10 July 2020
London’s architecture is integral to the city’s colourful history and helps attract thousands of visitors every year. Refurbishment of buildings that protects them should play a key role in the city’s evolution.
Tony O'Shea, Project Director
As Anisha Sehgal outlined in her recent article, future development must address the green agenda. At a time when we are striving to build better, what could be more sustainable than reusing existing buildings ahead of building brand new?
Refurbishment is not always the easiest option and we have encountered every kind of complexity from integrating CLT into an existing structure to underpinning buildings above the Jubilee line. There are often more structural and spatial challenges to overcome than when opting for a simple demolish and build.
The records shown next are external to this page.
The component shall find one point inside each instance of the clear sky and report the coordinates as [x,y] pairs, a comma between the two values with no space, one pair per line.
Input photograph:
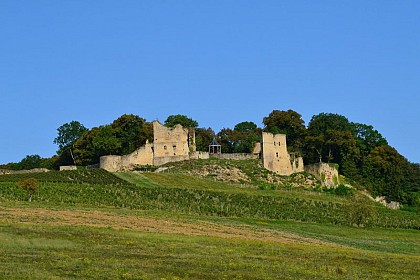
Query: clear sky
[220,62]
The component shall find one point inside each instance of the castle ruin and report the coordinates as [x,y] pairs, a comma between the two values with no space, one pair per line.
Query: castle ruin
[178,144]
[169,145]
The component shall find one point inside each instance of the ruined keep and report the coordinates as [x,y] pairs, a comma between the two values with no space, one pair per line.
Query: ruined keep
[169,145]
[275,156]
[178,144]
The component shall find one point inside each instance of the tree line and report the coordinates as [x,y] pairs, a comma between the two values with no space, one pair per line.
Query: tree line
[361,153]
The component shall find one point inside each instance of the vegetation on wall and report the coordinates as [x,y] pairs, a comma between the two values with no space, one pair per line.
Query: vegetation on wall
[361,153]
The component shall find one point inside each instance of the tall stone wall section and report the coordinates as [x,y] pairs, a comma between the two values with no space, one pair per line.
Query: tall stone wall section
[274,153]
[275,156]
[235,156]
[169,145]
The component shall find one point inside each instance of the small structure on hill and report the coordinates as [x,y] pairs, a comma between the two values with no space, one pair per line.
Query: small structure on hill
[169,145]
[275,156]
[214,147]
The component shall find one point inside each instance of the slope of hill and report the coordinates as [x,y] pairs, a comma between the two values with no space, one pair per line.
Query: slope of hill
[172,225]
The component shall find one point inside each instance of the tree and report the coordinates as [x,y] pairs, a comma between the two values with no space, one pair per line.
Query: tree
[321,123]
[245,127]
[30,162]
[287,122]
[30,185]
[83,148]
[367,137]
[105,142]
[68,133]
[183,120]
[132,131]
[329,138]
[385,173]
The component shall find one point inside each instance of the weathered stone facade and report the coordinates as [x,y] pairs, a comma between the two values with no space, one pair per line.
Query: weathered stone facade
[275,156]
[169,145]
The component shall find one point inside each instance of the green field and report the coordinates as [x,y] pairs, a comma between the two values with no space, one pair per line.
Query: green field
[94,225]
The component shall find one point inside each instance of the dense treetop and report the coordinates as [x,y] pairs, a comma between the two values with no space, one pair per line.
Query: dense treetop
[361,152]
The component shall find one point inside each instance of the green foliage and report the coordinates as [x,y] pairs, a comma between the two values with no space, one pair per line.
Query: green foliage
[367,138]
[132,131]
[341,190]
[80,176]
[361,213]
[105,142]
[183,120]
[245,127]
[287,122]
[123,136]
[68,133]
[100,188]
[30,185]
[241,139]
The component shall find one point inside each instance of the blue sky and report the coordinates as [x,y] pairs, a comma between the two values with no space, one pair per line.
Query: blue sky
[220,62]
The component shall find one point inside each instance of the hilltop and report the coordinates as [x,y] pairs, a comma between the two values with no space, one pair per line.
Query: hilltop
[197,221]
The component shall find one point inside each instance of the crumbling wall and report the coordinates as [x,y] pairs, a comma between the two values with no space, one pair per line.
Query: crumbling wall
[141,156]
[327,174]
[199,155]
[297,165]
[169,142]
[235,156]
[111,163]
[68,167]
[274,153]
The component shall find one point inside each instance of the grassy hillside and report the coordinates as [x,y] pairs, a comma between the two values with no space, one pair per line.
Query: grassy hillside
[176,226]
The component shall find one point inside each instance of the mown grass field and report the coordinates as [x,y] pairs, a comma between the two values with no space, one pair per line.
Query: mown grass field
[119,230]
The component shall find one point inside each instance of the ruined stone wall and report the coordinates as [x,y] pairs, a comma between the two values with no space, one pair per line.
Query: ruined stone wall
[141,156]
[235,156]
[274,153]
[199,155]
[34,170]
[328,175]
[111,163]
[68,167]
[170,142]
[297,165]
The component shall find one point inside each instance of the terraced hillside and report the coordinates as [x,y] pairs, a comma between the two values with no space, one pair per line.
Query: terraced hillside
[94,224]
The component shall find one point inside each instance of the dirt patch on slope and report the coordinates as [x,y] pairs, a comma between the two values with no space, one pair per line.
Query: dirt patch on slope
[94,218]
[222,173]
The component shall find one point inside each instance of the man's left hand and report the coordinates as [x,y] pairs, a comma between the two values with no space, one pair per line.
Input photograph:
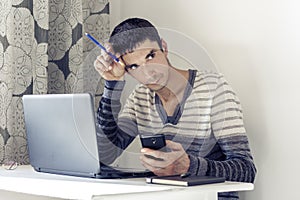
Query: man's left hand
[174,162]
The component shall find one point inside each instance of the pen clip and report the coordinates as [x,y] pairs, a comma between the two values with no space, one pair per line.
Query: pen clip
[185,175]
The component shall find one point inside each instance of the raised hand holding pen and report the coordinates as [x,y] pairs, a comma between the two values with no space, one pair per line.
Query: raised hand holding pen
[107,64]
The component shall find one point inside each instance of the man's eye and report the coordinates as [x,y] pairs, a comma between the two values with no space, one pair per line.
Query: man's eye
[151,56]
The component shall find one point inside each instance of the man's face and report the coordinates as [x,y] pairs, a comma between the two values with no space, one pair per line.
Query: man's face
[148,65]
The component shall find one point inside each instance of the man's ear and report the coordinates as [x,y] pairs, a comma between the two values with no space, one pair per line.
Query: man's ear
[164,46]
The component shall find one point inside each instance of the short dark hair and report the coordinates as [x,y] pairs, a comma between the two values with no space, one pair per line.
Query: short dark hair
[130,33]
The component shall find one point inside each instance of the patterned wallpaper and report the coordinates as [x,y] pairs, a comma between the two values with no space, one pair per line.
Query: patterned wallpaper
[42,50]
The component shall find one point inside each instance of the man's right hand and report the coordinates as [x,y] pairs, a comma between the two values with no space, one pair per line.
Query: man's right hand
[108,68]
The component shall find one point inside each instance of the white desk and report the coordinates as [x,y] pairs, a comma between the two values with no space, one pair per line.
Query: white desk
[24,183]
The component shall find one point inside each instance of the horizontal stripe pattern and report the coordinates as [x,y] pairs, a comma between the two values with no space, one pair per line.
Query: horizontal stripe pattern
[210,128]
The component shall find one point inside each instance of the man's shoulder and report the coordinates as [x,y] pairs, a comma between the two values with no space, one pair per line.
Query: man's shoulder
[208,76]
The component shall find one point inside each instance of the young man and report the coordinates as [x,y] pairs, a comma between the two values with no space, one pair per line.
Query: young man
[198,112]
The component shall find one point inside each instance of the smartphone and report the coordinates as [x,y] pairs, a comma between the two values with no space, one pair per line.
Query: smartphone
[156,141]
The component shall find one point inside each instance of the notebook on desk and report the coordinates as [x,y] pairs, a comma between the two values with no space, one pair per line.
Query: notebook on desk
[61,137]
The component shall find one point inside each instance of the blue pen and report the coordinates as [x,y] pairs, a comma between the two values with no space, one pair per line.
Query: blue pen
[103,48]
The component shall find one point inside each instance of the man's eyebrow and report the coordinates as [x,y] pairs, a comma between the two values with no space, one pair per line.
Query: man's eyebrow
[151,52]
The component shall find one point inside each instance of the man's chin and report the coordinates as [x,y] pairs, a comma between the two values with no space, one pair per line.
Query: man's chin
[155,87]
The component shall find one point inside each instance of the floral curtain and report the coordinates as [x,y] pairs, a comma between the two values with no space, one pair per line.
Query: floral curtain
[43,50]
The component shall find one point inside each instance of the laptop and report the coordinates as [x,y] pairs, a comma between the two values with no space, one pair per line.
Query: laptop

But the ‘new build’ simplicity is often reversed by more complex planning considerations that turn a straightforward concept into months of negotiation and redesign. Those who choose to build within an existing framework are rewarded with fewer planning restrictions and a speedier route to market as applications can be passed within months.
Density is increasing in London and the complexity of the view, height and light restrictions pose serious constraints; the Square Mile and the streets around it are reaching their capacity for tall towers. The view that stretches from Sir Christopher Wren’s house next to the Globe Theatre across the river to St Paul's Cathedral remains completely unrestricted and do not expect that to change any time soon.
Buildings such as St Paul’s contribute to the aesthetic value of the city, an important commodity to investors and especially those overseas. What our city’s architecture offers is an opportunity to be part of British history. Glass tower blocks can be bought all over the world but only in the UK can you obtain a 300-year-old building just off the banks of the River Thames.
We could stop building new tomorrow and yet continue to re-shape and enhance our city through refurb for years to come with what seems to be an endless supply of existing stock. This option contributes significantly to the government’s net zero target of 2050 by introducing a whole-life carbon approach to construction. Transforming an existing building into a space that meets today’s standards can be a challenge but there is not the need for factories of glass, steel, brick and concrete on the same scale during the build process. This approach embraces the ethos to reuse rather than replace, something that we are exploring in all areas of society.
Architects who use their creativity in reuse have been instrumental in shaping the trends for living and workspace. Refurbishment has been a key driver in the trend for exposed services that not only serve functional purposes of increasing ceiling height and providing 21st century functions, but achieves this with a creative nod to the industrial era, a design now so sought after. The impact of demand for ‘exposed and industrial’ has helped raise the quality of M&E services.
Construction craft and the expertise to overcome ‘surprise’ and breathe new life and value into an old building is what makes refurbishment so rewarding and worthwhile.
The practice is integral to maintaining and protecting our cityscape and in 25 years we will be refurbing the new builds developed today. London’s refurb pipeline is healthy and with a bit of collaboration and creativity the opportunities to realise great value of an asset is stronger than ever.